À mulher, o homem disse que teria R$ 3 milhões de dólares e que mandaria o dinheiro para ela, pois planejava vir morar no Brasil, assim que acabar a missão. Certo dia, ele contou que o dinheiro que enviou ficou retido na receita federal. “Em seguida outra pessoa ligou para a vítima, se passando por um funcionário da receita pedindo depósito de dinheiro  ou que a pessoa pagasse um boleto referente a taxas para que o produto fosse liberado. Nesse caso, a pessoa gastou R$ 15 mil reais”, contou o delegado.

Outro caso parecido ocorreu com uma mulher que perdeu cerca de R$ 37 mil. “Ele [golpista] disse que era do exterior, que viria pra cá para ser feliz com ela. Falou que ia mandar dinheiro, depois começaram a ligar para pedindo para que depositasse certos valores, se não, não poderiam liberar o pagamento do rapaz para ela”, detalhou.

Ainda segundo o delegado, nesse último caso, a mulher só percebeu o golpe após realizar o 5° depósito. “Não foi tudo de uma vez. Primeiro ele pedia depósito de R# 2,5 mil depois avisava que não era em reais, era pra ser em dólares, aí o valor multiplica. Depois segue falando que faltou só mais R$ 2 mil para concluir. E assim ele vai levando a pessoa para ver o quanto ela consegue”, disse.
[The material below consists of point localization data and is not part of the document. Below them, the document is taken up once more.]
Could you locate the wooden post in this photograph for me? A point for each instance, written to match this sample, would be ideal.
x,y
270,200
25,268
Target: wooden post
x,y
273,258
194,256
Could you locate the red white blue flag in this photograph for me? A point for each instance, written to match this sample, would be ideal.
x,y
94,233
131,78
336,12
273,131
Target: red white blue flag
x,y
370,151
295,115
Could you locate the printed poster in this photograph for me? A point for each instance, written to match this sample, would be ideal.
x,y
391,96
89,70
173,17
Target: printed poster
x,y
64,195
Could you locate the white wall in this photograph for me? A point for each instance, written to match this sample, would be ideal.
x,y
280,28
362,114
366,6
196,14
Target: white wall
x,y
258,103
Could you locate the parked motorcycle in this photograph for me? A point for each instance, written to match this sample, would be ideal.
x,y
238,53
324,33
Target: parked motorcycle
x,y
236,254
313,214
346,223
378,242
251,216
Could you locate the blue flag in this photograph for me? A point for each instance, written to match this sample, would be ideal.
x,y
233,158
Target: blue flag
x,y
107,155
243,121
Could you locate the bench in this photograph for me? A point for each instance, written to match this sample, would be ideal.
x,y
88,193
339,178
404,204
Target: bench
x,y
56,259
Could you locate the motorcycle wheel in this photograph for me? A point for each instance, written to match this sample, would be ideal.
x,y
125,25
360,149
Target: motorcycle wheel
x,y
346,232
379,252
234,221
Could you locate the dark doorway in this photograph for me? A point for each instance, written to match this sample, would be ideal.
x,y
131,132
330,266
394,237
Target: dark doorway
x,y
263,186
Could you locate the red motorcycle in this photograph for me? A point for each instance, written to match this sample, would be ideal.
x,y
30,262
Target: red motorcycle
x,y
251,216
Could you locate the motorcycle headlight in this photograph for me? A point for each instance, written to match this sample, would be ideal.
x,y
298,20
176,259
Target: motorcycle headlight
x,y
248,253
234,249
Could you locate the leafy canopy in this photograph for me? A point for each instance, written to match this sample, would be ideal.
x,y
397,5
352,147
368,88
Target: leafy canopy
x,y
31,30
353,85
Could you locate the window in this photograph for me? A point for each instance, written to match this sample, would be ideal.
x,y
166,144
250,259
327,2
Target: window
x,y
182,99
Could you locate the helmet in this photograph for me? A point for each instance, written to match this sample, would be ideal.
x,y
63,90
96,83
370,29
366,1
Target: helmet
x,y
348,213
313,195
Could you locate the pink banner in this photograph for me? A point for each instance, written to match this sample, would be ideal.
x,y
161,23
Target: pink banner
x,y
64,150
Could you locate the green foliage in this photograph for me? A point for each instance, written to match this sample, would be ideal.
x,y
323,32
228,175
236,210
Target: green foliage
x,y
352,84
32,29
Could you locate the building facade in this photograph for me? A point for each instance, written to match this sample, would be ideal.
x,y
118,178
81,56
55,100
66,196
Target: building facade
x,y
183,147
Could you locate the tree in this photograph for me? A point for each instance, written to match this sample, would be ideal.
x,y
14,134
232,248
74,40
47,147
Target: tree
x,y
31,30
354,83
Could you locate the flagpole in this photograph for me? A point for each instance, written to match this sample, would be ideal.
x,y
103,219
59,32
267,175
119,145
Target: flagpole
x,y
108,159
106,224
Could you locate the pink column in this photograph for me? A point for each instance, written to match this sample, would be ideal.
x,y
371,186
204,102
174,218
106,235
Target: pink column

Após o aumento desses casos, a polícia tem feito alerta para que as pessoas se previnam e tomem cuidados ao tentarem se relacionar principalmente pela internet.

"Ao se relacionar com alguém, procure saber quem é a pessoa, opte por chamadas de vídeo ou marque um encontro em local público. Se a pessoa do outro lado pedir dinheiro, desconfie, é golpe. Jamais deposite ou transfira dinheiro", diz o alerta da polícia.